Despite the Administration’s effort to build off the private sector’s voluntary actions, federal regulations institute burdensome, complex processes that will likely slow the industry’s current efforts to reduce emissions. Furthermore, regulations will result in additional compliance costs and force the industry to implement control technologies that are not profitable. Producers will then pass higher costs from those regulations onto families and businesses.
One Cog in a Costly Climate Plan
The proposed methane regulation is only one part of the Administration’s climate plan, which taken as a whole, will drive up prices in the United States yet achieve no meaningful impact on global temperatures. The first step taken by the federal government is regulating greenhouse gas emissions from light and heavy duty vehicles. The bulk of the Administration’s climate plan limits emissions from new and existing power plants.
According to a Heritage Foundation study, these regulations will have damaging economic effects. Heritage Foundation economists modeled the effects of implementing a carbon tax equivalent to the Administration’s social cost of carbon (SCC), which the EPA defines as the economic damage a ton of CO2 emitted today will cause over the next 300 years.

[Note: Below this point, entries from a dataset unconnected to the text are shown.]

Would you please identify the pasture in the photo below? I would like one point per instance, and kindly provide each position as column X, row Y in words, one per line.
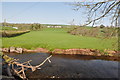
column 52, row 38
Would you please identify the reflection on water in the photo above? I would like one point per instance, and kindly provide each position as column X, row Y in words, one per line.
column 71, row 66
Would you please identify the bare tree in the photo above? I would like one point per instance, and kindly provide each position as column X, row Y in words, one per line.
column 100, row 10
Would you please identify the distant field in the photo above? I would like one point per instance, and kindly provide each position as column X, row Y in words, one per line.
column 52, row 38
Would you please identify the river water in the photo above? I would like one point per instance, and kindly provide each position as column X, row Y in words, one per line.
column 70, row 66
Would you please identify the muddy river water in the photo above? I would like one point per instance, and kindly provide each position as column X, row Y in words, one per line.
column 70, row 66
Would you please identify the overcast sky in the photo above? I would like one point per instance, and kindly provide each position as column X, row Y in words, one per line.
column 44, row 13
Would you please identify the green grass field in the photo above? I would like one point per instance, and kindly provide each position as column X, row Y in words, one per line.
column 52, row 38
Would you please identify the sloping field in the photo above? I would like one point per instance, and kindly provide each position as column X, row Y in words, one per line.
column 52, row 38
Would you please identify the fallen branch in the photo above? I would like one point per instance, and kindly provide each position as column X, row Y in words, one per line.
column 21, row 67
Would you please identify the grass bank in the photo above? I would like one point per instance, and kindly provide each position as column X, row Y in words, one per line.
column 52, row 38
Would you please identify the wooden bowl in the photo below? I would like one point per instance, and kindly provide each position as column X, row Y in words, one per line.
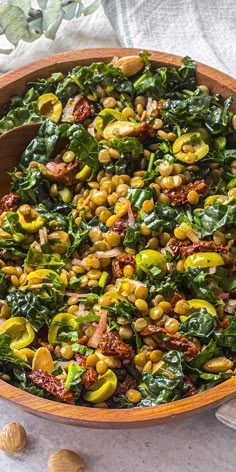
column 14, row 82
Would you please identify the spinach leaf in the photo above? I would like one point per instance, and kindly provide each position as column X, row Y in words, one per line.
column 42, row 146
column 77, row 235
column 7, row 361
column 84, row 145
column 213, row 217
column 26, row 384
column 166, row 81
column 204, row 356
column 227, row 337
column 32, row 307
column 37, row 258
column 200, row 324
column 126, row 144
column 86, row 79
column 198, row 109
column 137, row 196
column 162, row 215
column 74, row 375
column 161, row 386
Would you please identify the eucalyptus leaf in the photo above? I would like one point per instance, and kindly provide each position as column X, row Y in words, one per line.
column 25, row 5
column 52, row 18
column 91, row 8
column 14, row 23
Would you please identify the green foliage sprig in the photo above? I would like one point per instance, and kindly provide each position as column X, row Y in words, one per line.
column 19, row 20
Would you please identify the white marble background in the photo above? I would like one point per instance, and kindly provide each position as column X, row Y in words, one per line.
column 198, row 444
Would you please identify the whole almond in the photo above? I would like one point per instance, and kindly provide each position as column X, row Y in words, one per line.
column 65, row 460
column 13, row 438
column 130, row 65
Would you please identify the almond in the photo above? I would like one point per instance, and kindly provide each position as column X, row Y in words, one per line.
column 130, row 65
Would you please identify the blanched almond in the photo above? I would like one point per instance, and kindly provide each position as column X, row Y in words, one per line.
column 130, row 65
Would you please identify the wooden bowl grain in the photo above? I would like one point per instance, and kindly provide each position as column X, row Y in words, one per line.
column 14, row 82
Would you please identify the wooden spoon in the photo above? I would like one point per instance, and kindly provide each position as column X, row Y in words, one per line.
column 12, row 146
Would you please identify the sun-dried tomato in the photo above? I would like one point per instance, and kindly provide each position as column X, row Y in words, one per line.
column 190, row 388
column 224, row 324
column 119, row 263
column 203, row 246
column 128, row 383
column 83, row 340
column 174, row 245
column 111, row 345
column 179, row 195
column 9, row 202
column 120, row 226
column 161, row 103
column 89, row 377
column 167, row 341
column 67, row 173
column 83, row 109
column 52, row 385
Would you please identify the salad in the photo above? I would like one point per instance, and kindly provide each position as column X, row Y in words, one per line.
column 117, row 237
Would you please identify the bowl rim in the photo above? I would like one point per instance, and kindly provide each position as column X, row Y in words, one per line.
column 115, row 418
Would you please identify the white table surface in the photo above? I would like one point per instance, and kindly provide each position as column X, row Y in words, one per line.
column 198, row 444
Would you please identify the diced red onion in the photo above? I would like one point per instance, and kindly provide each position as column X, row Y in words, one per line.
column 102, row 324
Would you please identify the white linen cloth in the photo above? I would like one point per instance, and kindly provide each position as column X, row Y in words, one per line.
column 202, row 29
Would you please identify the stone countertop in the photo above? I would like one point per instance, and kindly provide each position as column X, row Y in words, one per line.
column 200, row 444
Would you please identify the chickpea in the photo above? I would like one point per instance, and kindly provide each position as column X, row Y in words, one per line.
column 144, row 229
column 134, row 396
column 164, row 238
column 165, row 169
column 126, row 332
column 141, row 305
column 193, row 197
column 99, row 197
column 92, row 360
column 128, row 270
column 95, row 234
column 179, row 233
column 141, row 292
column 148, row 206
column 140, row 359
column 101, row 367
column 128, row 112
column 122, row 190
column 109, row 102
column 172, row 325
column 140, row 324
column 182, row 307
column 66, row 351
column 156, row 313
column 153, row 243
column 166, row 306
column 63, row 241
column 156, row 355
column 68, row 156
column 104, row 215
column 113, row 238
column 148, row 366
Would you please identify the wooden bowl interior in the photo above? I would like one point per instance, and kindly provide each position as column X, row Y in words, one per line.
column 14, row 82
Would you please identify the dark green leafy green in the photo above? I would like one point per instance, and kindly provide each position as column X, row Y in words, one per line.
column 200, row 324
column 42, row 146
column 227, row 337
column 165, row 381
column 214, row 217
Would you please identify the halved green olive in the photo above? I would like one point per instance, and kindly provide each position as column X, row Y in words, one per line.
column 204, row 259
column 50, row 106
column 200, row 148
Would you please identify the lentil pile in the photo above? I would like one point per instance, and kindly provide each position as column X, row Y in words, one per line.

To neutralize the analytical impacts of a tax’s income transfer, The Heritage Foundation modeled a scenario in which 100 percent of carbon-tax revenue is returned to taxpayers. While the macroeconomic impacts of a regulatory scheme or a carbon tax should be broadly comparable, economists generally agree that, in practice, a carbon tax induces desired responses more efficiently than regulations. Heritage analysis found that the U.S. economy would experience the following by 2030:
- An average employment shortfall of nearly 300,000 jobs;
- A peak employment shortfall of more than 1 million jobs;
- 500,000 jobs lost in manufacturing;
- An aggregate gross domestic product loss of more than $2.5 trillion (inflation-adjusted); and
- A total income loss of more than $7,000 per person (inflation-adjusted).
To make matters worse, the climate impact of the government’s climate plan will be almost too small to measure.
Opportunity for Congress to Lead
In the most recent State of the Union address, President Barack Obama affirmed he would not let “Congress endanger the health of our children by turning back the clock on our efforts” on climate change. Enacting climate regulations, however, will have no impact on the health of our children and our environment. In fact, the proposed climate regulations are endangering future generations by promising a world with less prosperity and opportunity.
Congress should do everything in its power to stop these regulations, including prohibiting any federal government agency from regulating methane, carbon dioxide, and other greenhouse gas emissions; using the Congressional Review Act when applicable to stop any final regulations; and using its budgetary authority to strip funding for the promulgation and enforcement of climate regulations.—Nicolas D. Loris is Herbert and Joyce Morgan Fellow in the Thomas A. Roe Institute for Economic Policy Studies, of the Institute for Economic Freedom and Opportunity, at The Heritage Foundation.